We are going through a difficult historical period, more and more volatile, full of uncertainty about our future and the future of our children.

Today, more than ever, family and main educational institutions, instead of focusing on instruction, gathering information on transmissive and conceptual educational approaches, should turn their attention to promoting and supporting those skills that enable a person to function in social contexts (Hasting Center Report, 1997), realizing one's aspirations, meeting needs and dealing with environmental situations (WHO, 1998).

Who: 10 life skills

There are many life skills and their nature also varies depending on the sociocultural context. World Health Organization (WHO) has identified the main ones that are applicable to most of us:

  • decision making, ability to make informed decisions;
  • problem solving, ability to constructively understand and solve problems;
  • creative thinking, the ability to find original solutions;
  • critical thinking, ability to assess the situation;
  • effective communication, the ability to express oneself;
  • self-awareness;
  • compassion, understanding of the emotions of another person, ability to put yourself in his/her place;
  • emotion management, recognition and regulation of emotions;
  • stress management, recognition and control of stress sources;
  • interpersonal skills, the ability to interact constructively and positively with others, while maintaining meaningful relationships.

This short but helpful list contains skills that enable us to prevent illness, risk behaviors, and provide well-being that teachers and parents should be mindful of. These are skills related to the cognitive, emotional, social and relationship realms.

Educational mandate for adults

It is important to focus on these skills, to incorporate them into prevention projects, and to promote them at home and in school for the well-being of soon-to-adult children.

Parents’ and teachers’ correct behavior consists in proposing difficult situations for independent solutions that can satisfy childrens’ curiosity; promoting autonomy and freedom of choice, offering opportunities and space for growth; be active listeners, able to respect everyone's personal time; offering emotional support, without interfering, giving the child an opportunity to manifest as a useful and enterprising member of society.

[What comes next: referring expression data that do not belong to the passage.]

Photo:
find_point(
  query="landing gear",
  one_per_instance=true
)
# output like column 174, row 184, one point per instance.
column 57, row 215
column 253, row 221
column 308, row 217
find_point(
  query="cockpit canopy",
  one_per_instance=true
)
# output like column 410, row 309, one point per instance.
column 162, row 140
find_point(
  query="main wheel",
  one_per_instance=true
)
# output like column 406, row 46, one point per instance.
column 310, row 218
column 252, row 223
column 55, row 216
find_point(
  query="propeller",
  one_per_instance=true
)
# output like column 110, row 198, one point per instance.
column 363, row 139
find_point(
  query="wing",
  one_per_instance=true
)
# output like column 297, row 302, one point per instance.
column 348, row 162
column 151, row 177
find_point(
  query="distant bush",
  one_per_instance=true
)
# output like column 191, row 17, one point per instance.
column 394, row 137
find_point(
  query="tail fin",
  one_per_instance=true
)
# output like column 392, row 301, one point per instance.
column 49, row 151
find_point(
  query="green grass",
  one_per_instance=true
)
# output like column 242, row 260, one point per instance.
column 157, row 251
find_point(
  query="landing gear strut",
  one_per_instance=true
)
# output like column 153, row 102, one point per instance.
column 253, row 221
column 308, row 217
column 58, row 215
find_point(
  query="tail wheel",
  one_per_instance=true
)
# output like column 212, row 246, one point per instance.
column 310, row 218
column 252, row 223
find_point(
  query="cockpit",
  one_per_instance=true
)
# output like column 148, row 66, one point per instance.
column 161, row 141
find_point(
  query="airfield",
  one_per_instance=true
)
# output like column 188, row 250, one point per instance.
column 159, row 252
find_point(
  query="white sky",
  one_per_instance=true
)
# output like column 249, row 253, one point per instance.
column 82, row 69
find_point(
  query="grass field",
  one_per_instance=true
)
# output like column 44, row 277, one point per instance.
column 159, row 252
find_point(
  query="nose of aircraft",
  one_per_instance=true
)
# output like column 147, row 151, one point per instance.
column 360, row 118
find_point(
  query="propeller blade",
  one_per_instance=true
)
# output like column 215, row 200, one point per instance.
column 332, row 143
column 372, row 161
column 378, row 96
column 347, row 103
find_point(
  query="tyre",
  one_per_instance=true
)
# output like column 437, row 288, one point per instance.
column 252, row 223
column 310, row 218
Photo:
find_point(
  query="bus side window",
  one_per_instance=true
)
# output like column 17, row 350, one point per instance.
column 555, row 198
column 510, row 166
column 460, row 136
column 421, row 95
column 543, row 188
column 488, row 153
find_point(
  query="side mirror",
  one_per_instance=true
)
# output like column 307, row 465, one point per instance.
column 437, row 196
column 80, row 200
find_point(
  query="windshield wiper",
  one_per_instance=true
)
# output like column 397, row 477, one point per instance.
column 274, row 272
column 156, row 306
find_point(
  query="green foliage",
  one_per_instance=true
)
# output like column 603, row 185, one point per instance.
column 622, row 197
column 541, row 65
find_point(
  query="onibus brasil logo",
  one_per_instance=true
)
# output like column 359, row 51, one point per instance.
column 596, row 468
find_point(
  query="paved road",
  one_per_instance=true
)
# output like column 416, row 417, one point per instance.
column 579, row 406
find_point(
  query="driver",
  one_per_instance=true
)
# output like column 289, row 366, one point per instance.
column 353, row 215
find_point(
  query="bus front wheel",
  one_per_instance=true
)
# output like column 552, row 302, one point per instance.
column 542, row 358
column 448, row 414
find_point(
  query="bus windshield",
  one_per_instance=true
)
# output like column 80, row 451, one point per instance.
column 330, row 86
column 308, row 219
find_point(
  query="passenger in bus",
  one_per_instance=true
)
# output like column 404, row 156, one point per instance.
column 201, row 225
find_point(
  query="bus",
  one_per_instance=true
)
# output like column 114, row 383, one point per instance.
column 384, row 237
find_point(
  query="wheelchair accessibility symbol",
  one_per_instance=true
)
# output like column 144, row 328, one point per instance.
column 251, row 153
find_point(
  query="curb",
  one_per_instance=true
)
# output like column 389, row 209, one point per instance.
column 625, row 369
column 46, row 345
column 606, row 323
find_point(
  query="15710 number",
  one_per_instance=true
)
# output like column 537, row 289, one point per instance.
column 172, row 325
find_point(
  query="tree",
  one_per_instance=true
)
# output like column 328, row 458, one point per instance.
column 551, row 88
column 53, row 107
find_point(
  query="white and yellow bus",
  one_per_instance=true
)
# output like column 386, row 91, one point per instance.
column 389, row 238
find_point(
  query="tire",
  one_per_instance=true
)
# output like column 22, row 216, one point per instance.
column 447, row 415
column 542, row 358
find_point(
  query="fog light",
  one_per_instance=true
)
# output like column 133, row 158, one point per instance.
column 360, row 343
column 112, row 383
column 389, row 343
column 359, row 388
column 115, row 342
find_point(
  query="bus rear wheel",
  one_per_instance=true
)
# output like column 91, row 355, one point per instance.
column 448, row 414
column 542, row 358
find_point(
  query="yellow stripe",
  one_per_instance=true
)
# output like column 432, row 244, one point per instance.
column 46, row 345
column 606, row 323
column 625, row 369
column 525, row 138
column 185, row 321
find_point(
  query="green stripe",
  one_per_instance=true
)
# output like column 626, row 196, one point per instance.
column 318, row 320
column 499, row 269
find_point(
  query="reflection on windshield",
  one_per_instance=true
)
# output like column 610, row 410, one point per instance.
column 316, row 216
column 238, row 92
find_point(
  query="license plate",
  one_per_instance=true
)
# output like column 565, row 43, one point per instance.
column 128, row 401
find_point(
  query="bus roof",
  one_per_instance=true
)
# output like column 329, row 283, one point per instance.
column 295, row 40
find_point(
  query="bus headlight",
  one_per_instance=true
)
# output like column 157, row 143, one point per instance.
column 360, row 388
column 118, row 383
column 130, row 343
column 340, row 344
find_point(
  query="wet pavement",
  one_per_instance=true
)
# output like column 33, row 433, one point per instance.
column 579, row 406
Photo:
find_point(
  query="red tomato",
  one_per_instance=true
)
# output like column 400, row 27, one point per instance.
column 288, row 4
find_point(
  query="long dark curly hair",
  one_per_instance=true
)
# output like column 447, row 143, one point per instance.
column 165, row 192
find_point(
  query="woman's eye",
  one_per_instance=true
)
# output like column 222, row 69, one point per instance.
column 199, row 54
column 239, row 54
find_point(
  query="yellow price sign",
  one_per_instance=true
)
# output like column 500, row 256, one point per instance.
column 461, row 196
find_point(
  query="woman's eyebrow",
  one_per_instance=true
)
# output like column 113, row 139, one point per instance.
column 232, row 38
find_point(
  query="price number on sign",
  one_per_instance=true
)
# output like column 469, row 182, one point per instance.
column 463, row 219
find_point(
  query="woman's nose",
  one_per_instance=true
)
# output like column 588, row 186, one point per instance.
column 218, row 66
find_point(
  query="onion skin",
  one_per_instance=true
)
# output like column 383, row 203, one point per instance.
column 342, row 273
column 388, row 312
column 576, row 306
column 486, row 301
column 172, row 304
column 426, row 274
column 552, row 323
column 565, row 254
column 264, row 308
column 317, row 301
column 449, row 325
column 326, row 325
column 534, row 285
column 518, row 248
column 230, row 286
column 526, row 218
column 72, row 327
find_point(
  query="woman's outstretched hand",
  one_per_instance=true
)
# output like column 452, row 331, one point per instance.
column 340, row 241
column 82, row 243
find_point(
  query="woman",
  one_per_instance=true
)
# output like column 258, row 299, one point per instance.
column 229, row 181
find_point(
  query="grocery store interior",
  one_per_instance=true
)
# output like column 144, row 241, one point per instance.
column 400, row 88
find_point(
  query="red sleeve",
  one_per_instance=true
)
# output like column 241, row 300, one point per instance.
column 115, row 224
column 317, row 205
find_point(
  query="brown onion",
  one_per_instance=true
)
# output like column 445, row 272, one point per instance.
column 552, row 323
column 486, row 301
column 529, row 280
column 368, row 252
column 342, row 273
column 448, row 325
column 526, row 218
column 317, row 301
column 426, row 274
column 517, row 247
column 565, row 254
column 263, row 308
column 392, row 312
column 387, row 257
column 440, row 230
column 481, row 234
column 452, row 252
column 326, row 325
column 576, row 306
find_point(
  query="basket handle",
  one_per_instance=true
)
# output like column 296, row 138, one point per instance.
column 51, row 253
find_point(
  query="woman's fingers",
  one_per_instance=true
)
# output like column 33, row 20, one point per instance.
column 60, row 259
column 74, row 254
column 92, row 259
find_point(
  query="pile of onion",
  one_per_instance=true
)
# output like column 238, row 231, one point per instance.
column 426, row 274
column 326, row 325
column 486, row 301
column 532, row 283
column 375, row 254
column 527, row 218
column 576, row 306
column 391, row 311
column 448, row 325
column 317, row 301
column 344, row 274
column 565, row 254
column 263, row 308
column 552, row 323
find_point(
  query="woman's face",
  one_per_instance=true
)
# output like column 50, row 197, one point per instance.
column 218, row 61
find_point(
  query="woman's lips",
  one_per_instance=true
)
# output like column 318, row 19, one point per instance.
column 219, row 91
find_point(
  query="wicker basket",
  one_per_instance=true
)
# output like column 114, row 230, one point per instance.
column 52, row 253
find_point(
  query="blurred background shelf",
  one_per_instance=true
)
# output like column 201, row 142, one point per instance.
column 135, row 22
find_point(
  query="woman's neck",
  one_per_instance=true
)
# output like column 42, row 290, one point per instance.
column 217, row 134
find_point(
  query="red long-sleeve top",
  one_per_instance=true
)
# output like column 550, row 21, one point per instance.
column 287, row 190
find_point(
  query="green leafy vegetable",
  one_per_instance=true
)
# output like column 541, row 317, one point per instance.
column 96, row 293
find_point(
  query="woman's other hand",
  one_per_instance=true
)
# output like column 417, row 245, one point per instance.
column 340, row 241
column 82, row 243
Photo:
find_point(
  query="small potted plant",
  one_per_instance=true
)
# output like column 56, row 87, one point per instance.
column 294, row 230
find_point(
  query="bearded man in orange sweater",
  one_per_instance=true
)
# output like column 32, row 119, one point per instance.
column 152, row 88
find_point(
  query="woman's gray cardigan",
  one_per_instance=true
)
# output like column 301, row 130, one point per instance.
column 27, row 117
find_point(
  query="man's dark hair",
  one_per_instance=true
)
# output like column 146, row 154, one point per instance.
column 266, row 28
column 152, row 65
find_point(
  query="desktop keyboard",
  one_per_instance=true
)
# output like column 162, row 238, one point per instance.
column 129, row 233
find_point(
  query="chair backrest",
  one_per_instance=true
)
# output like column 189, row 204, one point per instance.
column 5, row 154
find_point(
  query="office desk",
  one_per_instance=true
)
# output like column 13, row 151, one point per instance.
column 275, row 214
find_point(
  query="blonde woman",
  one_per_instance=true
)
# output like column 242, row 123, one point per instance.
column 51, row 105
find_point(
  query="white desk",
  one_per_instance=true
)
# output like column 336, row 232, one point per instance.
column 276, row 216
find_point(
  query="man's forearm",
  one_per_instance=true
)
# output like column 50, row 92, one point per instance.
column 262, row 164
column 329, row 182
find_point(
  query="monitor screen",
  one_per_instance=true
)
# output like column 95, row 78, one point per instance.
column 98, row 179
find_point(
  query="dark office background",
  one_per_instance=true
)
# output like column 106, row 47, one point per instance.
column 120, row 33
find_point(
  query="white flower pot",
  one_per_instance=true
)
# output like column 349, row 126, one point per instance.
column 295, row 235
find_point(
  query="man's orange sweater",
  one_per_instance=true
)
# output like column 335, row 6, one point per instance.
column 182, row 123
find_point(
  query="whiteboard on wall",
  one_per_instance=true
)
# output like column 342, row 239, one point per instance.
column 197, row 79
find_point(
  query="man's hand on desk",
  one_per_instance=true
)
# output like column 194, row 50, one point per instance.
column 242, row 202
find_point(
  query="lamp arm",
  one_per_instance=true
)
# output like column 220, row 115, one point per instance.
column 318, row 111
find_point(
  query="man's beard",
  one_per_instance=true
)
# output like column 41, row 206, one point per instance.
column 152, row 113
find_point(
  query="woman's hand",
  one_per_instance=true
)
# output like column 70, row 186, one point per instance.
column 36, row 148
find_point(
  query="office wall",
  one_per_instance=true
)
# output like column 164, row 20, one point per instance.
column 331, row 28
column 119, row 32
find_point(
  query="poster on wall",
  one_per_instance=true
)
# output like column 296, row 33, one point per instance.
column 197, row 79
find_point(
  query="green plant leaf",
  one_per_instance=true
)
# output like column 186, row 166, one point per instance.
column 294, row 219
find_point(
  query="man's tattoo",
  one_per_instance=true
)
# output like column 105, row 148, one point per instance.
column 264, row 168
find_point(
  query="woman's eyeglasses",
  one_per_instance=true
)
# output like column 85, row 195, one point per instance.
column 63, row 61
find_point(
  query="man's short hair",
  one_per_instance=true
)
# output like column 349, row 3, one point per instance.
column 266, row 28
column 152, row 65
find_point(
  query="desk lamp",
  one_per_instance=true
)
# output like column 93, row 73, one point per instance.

The key word that best describes behavior of adults is trust. Expressing their trust through encouraging actions and words is what children need because, to exercise their ability to deal with problems in a constructive way, children need to feel close to an adult who gives them the legal right to try, who sees error as an opportunity, not as a limit.

Children are great explorers. They observe, investigate, disassemble and reassemble various objects to understand how they work, and in doing all this, they formulate hypotheses, construct theories, seek solutions. Their polished learning processes need adults who are able to observe, recognize and listen, who do not provide quick answers, and support their activities by offering play contexts.

Is it possible to start training life skills from an early age?

We can and we must. From an early age, children are incessant seekers, bearers of a divergent thought that an adult, capable of offering protection and safety, cannot and must not turn off.